Without education on the red flags of relationship abuse, many dismiss these actions as normal behaviors excused by trauma. College students especially are urged to learn about and watch for signs of abuse.

Warning signs of psychological abuse include abusers isolating victims from family or friends, acting jealous or possessive, monitoring and controlling aspects of the victim’s life, humiliating or insulting the victim, threatening the victim, and otherwise causing fear or intimidation. 

Warning signs of physical abuse can be abandonment, damaging property or items, touching the victim in any harmful manner, physical force in sexual situations, and anything physical that aims to cause pain for a victim. 

“I have been in relationships where I have seen these warning signs for abuse,” sophomore Hannah Grier said. “I am thankful that the University has a lot of resources for students that find themselves in these scary situations.”

Grier said she’s seen the way that abuse, especially psychological abuse, can be overlooked by victims, friends and family.

“There were times that I realized after I left a relationship, I finally saw a lot of red flags that I definitely should have addressed while I was still dating that person. I think we all overlook things about our partners because we love them, and we don’t want to think they have those bad intentions,” Grier said. 

Victims hesitate to report abuse for a number of reasons. Certain types of psychological abuse do not correspond to punishable offenses. Harassment and stalking are classified as emotional abuse and have legal consequences. However, in most states emotional abuse is not classified as criminal according to law enforcement.  

Victim blaming is used by abusers to make victims think it is their fault they are being abused.  

“Having a safe community at UA, getting rid of victim blaming and teaching people how to be supportive of victims is so important,” said Anna Russell, a peer education coordinator at The University of Alabama’s Women and Gender Resource Center. “Society can naturally victim blame; people don’t realize that these victims are real people. Victims are already going through a lot. We should be explaining to others how complex it really can be, removing that victim blaming.”

The Women and Gender Resource Center covers issues involving gender inequity and supports communities of all identities. The center offers counseling services involving emotional support and crisis counseling. 

2nd Chance, Inc. is a safe center for victims of domestic violence that serves multiple counties in North Alabama. It offers services including emergency shelter, forensic exam support, court and legal advocacy, and even assistance with pets for those in abusive situations to find help and get away from their abusers. 

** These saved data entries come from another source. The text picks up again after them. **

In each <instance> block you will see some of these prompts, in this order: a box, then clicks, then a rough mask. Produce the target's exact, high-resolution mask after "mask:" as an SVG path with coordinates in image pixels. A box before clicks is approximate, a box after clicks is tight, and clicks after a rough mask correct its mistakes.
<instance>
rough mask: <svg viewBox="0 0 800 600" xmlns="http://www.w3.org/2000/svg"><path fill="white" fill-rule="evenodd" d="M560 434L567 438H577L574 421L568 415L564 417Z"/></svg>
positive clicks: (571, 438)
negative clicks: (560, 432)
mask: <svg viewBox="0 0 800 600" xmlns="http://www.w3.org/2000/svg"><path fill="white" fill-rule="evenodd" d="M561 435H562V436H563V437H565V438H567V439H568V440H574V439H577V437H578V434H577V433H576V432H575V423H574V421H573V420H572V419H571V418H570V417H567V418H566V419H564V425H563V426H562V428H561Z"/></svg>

“Ideally, we want to work to put ourselves out of business. Until that happens, we are providing safe shelter and supportive services to empower survivors,” said Susan Shipman, 2nd Chance’s executive director. “We want to help them find tools for their recovery with intervening in the crimes of domestic and sexual violence.”

In severe circumstances, abusers will lash out and punish victims if they reach out to others for help. Tactics like removing the victim from the abuser to talk, listening to a victim or possible victim, and supporting their decision even if that is not the one you want for them are necessary steps.

“A lot of people question, ‘Why do you stay?’ just because they haven’t been in their shoes and they don’t understand,” said Jessica Wilson, a University of Alabama Police Department investigator. “Just remember that, and regardless of whether you understand or agree with the situation, show some empathy and care and concern in that situation. It doesn’t matter whether you understand it or not, you are there as a support system for them at that moment.”

Education is key for these organizations’ efforts to help others recognize and address red flags when it comes to relationship abuse. 

“I think we’re at the age where implementing that and learning how to do those things will make a difference, which will make a difference in our world and continue to make a difference in our adult lives,” Russell said. “I feel if we can teach people what a healthy relationship is, as they enter them it could change the world for the better.”